Established in 2001 by Dame Vera Lynn, the Forces Sweetheart, we have supported more than 500 families with children who have cerebral palsy and other motor learning difficulties.

Cerebral Palsy is a physical disability that affects movement, balance and posture as well as cognitive, social and communication skills and is often caused by an injury to the brain. Early intervention is important to enable children to learn and develop physically, socially and emotionally, forming the bedrock of the independence that they can achieve later in life.

Our story began in late 2000 with the announcement by the national charity Scope, that it would no longer be able to fund its network of School for Parents, facilities providing early intervention services based on the principles of Conductive Education to support parents in raising a pre-school aged child with cerebral palsy or other neurological condition.

Understanding the importance of early intervention, and determined not to see the School For Parents at Ingfield Manor, West Sussex, close, Dame Vera together with her friends launched the 'Bluebird Appeal' and raised enough awareness and considerable funds to save the school. If it were not for her efforts, so many children would have lost out on an amazing start.

Dame Vera Lynn Children's Charity continued to provide for the early intervention service at Ingfield Manor in collaboration with Scope, until late 2016, when the Charity took a number of decisions to ensure a more sustainable future.  This included formally terminating its collaboration with Scope at Ingfield Manor.

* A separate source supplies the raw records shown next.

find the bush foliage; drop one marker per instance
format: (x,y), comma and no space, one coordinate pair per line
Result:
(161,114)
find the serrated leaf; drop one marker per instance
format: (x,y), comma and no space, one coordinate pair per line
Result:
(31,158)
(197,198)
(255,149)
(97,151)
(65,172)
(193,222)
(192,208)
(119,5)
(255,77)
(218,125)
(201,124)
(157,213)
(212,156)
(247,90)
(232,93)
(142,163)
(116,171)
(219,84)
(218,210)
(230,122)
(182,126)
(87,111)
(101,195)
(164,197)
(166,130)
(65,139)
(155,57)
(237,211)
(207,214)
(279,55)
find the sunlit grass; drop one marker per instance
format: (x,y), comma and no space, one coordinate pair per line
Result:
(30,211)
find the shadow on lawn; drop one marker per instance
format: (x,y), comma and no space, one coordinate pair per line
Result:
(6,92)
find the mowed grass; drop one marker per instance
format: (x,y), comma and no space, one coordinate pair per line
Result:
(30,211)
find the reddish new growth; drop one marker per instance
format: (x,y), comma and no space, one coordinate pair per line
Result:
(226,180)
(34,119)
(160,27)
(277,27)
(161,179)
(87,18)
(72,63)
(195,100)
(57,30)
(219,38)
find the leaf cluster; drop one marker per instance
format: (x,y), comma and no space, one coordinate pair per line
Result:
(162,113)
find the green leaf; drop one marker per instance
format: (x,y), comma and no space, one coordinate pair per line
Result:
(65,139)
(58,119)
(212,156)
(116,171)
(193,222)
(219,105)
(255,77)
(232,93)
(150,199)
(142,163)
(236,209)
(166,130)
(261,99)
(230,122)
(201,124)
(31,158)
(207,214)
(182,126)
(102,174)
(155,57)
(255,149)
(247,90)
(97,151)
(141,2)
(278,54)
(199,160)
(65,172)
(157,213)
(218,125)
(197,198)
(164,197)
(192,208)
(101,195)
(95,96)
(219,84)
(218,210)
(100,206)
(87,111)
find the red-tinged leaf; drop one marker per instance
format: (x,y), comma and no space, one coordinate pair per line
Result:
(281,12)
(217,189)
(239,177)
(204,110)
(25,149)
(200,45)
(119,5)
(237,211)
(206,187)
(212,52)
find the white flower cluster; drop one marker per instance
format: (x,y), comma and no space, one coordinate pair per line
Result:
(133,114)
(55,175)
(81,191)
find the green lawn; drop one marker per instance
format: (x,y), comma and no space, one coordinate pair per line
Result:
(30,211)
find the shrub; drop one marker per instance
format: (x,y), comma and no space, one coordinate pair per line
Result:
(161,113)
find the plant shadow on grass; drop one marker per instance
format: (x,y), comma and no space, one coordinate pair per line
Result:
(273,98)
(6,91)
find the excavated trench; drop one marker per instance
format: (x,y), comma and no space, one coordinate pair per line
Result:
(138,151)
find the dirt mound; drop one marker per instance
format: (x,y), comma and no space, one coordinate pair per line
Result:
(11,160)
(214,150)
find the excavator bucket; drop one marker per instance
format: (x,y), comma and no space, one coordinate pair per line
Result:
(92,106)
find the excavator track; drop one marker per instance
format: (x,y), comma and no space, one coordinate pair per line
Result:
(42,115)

In 2017, we embarked on an exciting new chapter in our history when we moved to a new home in Cuckfield, West Sussex, where we are able to continue offering our early intervention services as well as providing more services, activities and help to our families.

The Charity receives no statutory funding and is entirely reliant upon the donations it receives from individuals, community groups, companies and charitable trusts.

Dame Vera, our President, said:

"Early intervention is key to helping young children with cerebral palsy and other motor learning conditions gain a solid base from which they can develop their independence and self-esteem in later life. This is why I was determined to ensure this service could continue in my home county of West Sussex and support families from across the South East."

"I am so proud of how far the charity has come and all the work it does to support our families.  It makes it all worthwhile when the children we have helped get in touch to tell us what they are doing and achieving as adults."